When the weather warms and we become entrenched in our beautiful spring season many Hoosiers gravitate to rivers and streams for a variety of recreational opportunities - and with good reason. Think I’m kidding, just drive by almost any bridge or public access site on a beautiful spring day.
Indiana’s moving waters are also an important part of the geography and natural history of our state. Whether fishing, canoeing, kayaking or floating in a tube our flowing waterways can provide some of our greatest enjoyment. However, in some cases it can also translate into trespass problems and as responsible users of our natural resources we should always be respectful of our environment as well as private property.
In no way do I want to diminish the value of our beautiful lakes and reservoirs, but for many, another quality outdoor experience most often comes from our rivers and streams. Unfortunately, enjoying them can also bring up problems with riparian landowners. I have written on this several years back but recent discussions merit revisiting.
Over the past several weeks I have been involved in conversations regarding the legality of using our rivers and creeks, which seems to happen every year during our summer months. For example, just the other day a friend asked “Can someone tell me I was trespassing and ask me to leave even though I was standing in the middle of the creek and not on his land?” The short answer to his question, considering his location, was yes, he was standing on private property.
In Indiana those who own land adjacent to “non-navigable” rivers and streams actually own the land under the stream, yet the water and everything in it is public.
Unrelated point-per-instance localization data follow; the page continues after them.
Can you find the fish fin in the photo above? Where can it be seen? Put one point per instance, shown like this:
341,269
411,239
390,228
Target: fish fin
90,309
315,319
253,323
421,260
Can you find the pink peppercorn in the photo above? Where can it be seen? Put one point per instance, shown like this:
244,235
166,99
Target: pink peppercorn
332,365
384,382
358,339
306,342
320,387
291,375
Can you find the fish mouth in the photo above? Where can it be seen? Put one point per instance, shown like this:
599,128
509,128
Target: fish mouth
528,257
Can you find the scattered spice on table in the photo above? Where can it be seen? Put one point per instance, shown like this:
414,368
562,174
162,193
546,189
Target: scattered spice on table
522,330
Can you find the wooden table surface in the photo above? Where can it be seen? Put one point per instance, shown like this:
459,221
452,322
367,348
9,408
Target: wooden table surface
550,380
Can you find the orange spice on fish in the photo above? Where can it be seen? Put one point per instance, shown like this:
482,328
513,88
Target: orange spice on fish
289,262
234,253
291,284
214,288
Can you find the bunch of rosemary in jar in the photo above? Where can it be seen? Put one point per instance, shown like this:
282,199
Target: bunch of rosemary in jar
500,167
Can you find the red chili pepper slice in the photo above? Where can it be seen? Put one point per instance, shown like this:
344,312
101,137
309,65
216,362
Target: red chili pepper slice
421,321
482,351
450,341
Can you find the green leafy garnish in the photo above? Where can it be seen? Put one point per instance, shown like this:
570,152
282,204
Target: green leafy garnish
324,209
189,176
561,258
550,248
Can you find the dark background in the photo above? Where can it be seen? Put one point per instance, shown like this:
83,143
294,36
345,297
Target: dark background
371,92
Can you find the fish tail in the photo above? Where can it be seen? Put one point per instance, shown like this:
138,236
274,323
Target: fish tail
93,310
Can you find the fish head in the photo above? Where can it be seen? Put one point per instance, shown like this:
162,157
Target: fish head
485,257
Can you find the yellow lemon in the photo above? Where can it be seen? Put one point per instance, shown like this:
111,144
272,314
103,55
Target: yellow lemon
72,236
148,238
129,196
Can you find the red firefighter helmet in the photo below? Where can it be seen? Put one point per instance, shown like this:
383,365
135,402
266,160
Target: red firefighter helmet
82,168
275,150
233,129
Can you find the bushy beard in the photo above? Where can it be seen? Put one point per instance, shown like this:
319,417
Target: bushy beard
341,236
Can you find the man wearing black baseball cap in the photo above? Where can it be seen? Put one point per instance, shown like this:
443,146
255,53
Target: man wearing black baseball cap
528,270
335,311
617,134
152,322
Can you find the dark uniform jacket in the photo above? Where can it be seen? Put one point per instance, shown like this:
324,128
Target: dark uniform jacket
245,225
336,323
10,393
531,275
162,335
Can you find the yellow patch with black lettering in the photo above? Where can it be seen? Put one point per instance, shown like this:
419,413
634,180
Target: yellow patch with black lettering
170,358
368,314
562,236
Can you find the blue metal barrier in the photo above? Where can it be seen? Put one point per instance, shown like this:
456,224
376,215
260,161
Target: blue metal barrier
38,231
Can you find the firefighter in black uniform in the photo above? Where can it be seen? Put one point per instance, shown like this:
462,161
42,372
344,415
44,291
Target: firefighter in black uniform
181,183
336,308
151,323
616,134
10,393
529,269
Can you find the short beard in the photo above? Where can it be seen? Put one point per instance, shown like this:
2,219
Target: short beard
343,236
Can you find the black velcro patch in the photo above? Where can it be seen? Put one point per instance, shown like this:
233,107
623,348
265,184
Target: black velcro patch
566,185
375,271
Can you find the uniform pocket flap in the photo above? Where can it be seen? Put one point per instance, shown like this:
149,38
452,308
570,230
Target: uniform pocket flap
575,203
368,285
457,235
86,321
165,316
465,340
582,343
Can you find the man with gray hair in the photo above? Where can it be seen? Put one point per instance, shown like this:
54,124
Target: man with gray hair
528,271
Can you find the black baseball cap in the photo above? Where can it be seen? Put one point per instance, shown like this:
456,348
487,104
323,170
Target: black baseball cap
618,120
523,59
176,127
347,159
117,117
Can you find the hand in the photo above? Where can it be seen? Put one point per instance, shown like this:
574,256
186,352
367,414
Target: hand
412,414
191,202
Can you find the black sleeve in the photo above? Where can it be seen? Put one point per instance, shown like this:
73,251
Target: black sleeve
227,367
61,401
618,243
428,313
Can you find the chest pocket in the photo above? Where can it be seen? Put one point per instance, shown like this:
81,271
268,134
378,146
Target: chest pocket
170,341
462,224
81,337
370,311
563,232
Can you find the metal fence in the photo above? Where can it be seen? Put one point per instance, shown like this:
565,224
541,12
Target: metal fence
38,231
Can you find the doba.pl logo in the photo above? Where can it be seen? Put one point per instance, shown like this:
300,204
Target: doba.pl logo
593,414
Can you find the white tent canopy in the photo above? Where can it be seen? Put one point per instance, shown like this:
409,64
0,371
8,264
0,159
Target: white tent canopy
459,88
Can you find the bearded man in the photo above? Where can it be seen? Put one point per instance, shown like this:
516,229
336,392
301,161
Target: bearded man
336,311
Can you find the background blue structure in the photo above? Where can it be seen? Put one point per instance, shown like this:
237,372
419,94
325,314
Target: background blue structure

So if you float through without touching the bank or bottom you are not violating any rules. Step out of your boat and by the letter of the law you are trespassing. Remember, the key word is non-navigable. Now, there is another important criterion for measuring legal access of streams and river beds and it centers on “navigability.” If the waterway is considered navigable then the state not only owns the water but the ground beneath it, all the way to the so called “high-water” line, which means it is indeed public. So, your next question is obviously “what streams are considered navigable?”
In the late 1980’s Steve Lucas, director of the Indiana Department of Natural Resources Commission’s division of hearings took the daunting task of determining which streams and rivers were considered navigable. Incidentally, navigability is largely dependent on whether moving waterways were used as a corridor for transportation, trade or commerce during the time Indiana gained statehood back in 1816.
To accomplish this, Lucas enlisted the help of conservation officers in all of Indiana’s 92 counties and support from the DNR’s other divisions. The results of several years’ worth of research were made available in 1990 which addressed many aspects of private ownership as related to stream and river beds. Even to date, this document still changes from time to time.
One thing unusual was the fact that several small streams (some not much wider than a drainage ditch) were listed as navigable but our local Wildcat Creek is not. This is something I personally do not understand because historical accounts prove our area’s early residents utilized the Wildcat as an important means of transportation and commerce.
Even though years of diligent work went in to providing this compilation of important information, some ambiguities still exist. The answer though remains fairly simple for those who use our many rivers and streams. We must be willing, if not eager, to recognize and respect all lands, especially those that fall under private ownership, whether we agree with it or not.